The low visibility regarding the electoral race once again caused a strong fluctuation in prices at Ibovespa this Thursday. At the start of the trading session, the results of the Bloomberg/AtlasIntel survey, which showed a large advantage for President Luiz Inácio Lula da Silva (PT) over right-wing candidates in a possible second round, in addition to a high rejection rate for Senator Flávio Bolsonaro (PL-RJ), generated a bad mood in the market.
However, at the beginning of the afternoon, the statements of Senator Ciro Nogueira (PP-PI) to Valor, indicating a lesser willingness of Jair Bolsonaro (PL) to risk the candidacy of Flávio Bolsonaro, if his son does not improve in the polls, once again gave an impetus to risk assets. At its intraday high, Ibovespa reached 158,495 points.
Towards the end of the day, the index returned part of the increase following the announcement that former President Jair Bolsonaro (PL) would grant an interview to the Metropoles portal tomorrow. The market expects the country’s former president to use the opportunity to strengthen his son’s candidacy. As a result, the index ended with a gain of 0.38%, at 157,923 points, far from the minimum of 157,124 points.
After two sessions of losses, the banking blue chips experienced a day of correction. In the end, it was BTG Pactual shares which were the highest point of the rise, with a gain of 1.95%. Other stocks rose massively: Santander Units (+1.52%), Itaú Unibanco PN (+0.51%), Bradesco PN (+0.44%) and Banco do Brasil (+0.19%).

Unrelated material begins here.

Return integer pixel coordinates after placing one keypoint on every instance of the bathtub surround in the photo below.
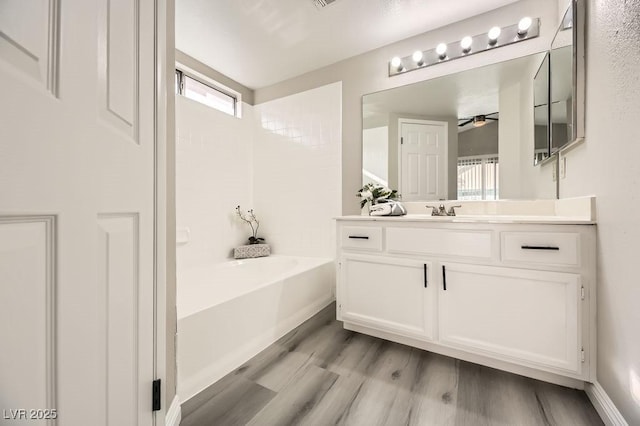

This movement occurred after two sessions of more intense losses on bank stocks, against a backdrop of electoral unrest. For the partner and CIO of equities at Ibiuna Investimentos, André Lion, the explanation for the decline in shares is technical. “A lot of local funds were holding bank stocks. There was a noise that no one expected and investors reduced some of the risk by selling what they had,” he says. “But if an investor wants to sell and no one wants to buy, the funnel becomes small. If everyone tries to sell, the stock falls like a ‘brick’,” adds the manager, who currently holds a position in Bradesco and BTG Pactual.
Despite the relief observed today on the local stock market, Ibiuna’s associate says that pessimism regarding the electoral scenario within Faria Lima remains great. The executive, however, claims that it prefers to analyze electoral facts “in relative terms” and that it has not made significant changes to the portfolio due to the distance from the elections.
“Unlike previous cycles, the discussion started earlier than expected and the information is still very volatile. It is still pre-candidates. Flávio’s pre-candidacy has opposing positions,” Lion reflects.
While the banks had a day of recovery, the star commodities stocks closed mixed: Petrobras PN fell 0.58%; Vale’s ONs gained 0.26%, taking into account positive assessments from investment banks.
For JP Morgan, Vale remains the global mining company with the most attractive multiples, at a significant discount to the average Australian mining company. The bank has a buy recommendation for the stock, with a price target of R$86.
Jefferies considers Vale one of its favorite stocks for Latin America, alongside Itaúsa, RD Saúde, Totvs and WEG.
In the macroeconomic scenario, although the Central Bank’s Monetary Policy Report (MPR) ruled out the possibility of a cut in interest rates at the January Copom meeting, the President of the BC, Gabriel Galípolo, said that there was no “given arrow” nor “closed door” for the next collegial meetings. He reiterated that there will not be a single indicator or event that will determine the decisions of the monetary authority.
Today, the volume traded on Ibovespa stood at R$16.6 billion and on B3 at R$26.2 billion. Meanwhile, on Wall Street, the major indexes closed higher: the Nasdaq rose 1.38%; the S&P 500 advanced 0.79%; and the Dow Jones gained 0.14%.